The story of last week’s Gospel, the Good Samaritan,  immediately comes before these final verses of this chapter in Luke’s Gospel. The reader or listener to the Gospel would understand that the very practical thing the “Good Samaritan” did, is what everybody would have to do if they sat at the feet of Jesus and listened to the whole Gospel. Martha is righteous by her expressing her religious traditions. Luke is presenting Mary as how each of us continues the life of Jesus, by listening and then getting up and doing all that the Gospel of Luke has offered.
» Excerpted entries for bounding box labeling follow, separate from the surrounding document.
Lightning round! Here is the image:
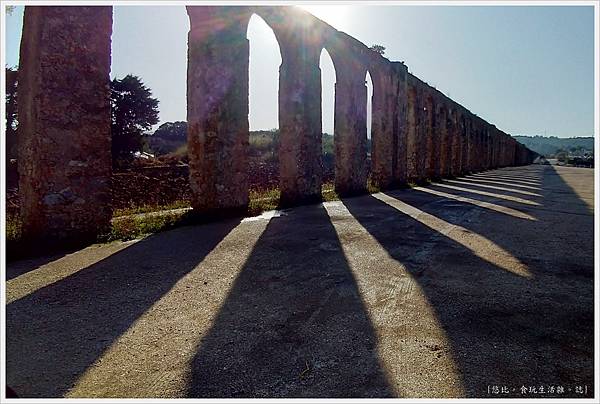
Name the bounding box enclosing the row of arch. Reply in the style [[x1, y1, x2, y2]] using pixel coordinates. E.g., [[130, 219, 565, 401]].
[[18, 6, 532, 240], [187, 6, 536, 211]]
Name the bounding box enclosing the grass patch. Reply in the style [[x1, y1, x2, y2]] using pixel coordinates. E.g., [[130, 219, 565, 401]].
[[6, 180, 390, 251], [248, 188, 281, 216], [105, 211, 187, 241], [113, 201, 190, 218], [321, 182, 340, 202], [6, 213, 23, 242]]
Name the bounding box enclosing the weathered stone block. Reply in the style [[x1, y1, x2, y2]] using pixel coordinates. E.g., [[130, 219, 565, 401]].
[[18, 6, 112, 241]]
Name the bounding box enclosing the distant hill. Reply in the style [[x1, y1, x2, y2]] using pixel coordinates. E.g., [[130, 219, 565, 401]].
[[513, 135, 594, 157]]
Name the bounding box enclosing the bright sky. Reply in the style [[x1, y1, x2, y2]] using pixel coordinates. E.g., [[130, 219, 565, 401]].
[[4, 5, 594, 137]]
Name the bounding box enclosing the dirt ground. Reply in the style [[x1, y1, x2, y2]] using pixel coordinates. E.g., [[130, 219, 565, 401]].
[[5, 166, 595, 398]]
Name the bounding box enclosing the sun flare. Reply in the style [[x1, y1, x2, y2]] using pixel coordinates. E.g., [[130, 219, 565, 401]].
[[298, 5, 349, 29]]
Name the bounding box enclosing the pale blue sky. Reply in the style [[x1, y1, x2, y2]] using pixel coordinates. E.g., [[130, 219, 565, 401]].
[[5, 5, 594, 137]]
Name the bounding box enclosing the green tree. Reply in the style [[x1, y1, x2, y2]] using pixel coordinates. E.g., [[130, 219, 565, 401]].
[[369, 44, 385, 56], [5, 67, 19, 159], [110, 74, 158, 163], [152, 121, 187, 141]]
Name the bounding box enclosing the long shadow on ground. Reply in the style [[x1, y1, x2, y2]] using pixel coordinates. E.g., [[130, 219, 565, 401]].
[[187, 205, 393, 397], [6, 220, 239, 397], [344, 167, 594, 397]]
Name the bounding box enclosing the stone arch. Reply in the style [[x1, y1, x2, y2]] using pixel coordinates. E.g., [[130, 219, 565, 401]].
[[323, 35, 367, 195], [319, 48, 336, 182], [187, 6, 322, 212], [246, 13, 281, 130]]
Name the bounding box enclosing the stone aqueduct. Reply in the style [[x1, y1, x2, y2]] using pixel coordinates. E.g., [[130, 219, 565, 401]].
[[19, 6, 535, 238]]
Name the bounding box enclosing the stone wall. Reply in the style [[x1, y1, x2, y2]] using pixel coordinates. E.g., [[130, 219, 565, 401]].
[[18, 6, 112, 240], [19, 6, 535, 238]]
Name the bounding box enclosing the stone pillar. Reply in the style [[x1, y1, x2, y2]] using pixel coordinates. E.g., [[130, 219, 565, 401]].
[[18, 6, 112, 242], [187, 6, 250, 214], [416, 89, 429, 183], [406, 83, 419, 182], [439, 104, 451, 178], [334, 59, 367, 195], [371, 66, 397, 190], [279, 46, 324, 206], [424, 96, 438, 179], [392, 62, 408, 185], [450, 107, 462, 177], [459, 111, 469, 175], [463, 117, 473, 174]]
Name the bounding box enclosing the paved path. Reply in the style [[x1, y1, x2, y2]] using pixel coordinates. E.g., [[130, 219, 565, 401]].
[[6, 166, 594, 397]]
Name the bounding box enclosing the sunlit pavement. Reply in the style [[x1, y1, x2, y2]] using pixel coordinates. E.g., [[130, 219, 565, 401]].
[[6, 166, 594, 397]]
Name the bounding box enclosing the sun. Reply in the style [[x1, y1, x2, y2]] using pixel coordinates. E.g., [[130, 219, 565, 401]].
[[298, 5, 349, 29]]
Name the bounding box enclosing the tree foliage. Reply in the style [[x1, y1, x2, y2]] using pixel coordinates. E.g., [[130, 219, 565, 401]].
[[369, 44, 385, 55], [110, 74, 158, 162], [152, 121, 187, 141]]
This is not a family dispute, a sibling rivalry, but a call to a radical way of living. We so easily listen to what we want to hear. What Jesus is saying in all the Gospels is not exactly all we want to hear. Jesus’ conversation with us, if we listen, will change, convert us and we would rather “get out in that kitchen and rattle those pots and pans.” We would rather justify ourselves by listening to our ways and doing our thing in the hope that God would be pleased, schmoozed, and appeased.

It is quite enjoyable to underline all the verses in the Gospels which we find distasteful and or inconvenient. I find the Gospel gets quite a bit shorter when I do this selective cutting. Those are the verses we don’t want to hear, because they call us to change images of ourselves, of others, of life. The really good news is that Jesus just keeps sitting in those pages speaking and waiting for us to tune in.  

“Behold, I stand at the door and knock, says the Lord. If anyone hears my voice and opens the door to me, I will enter his house and dine with him and he with me.”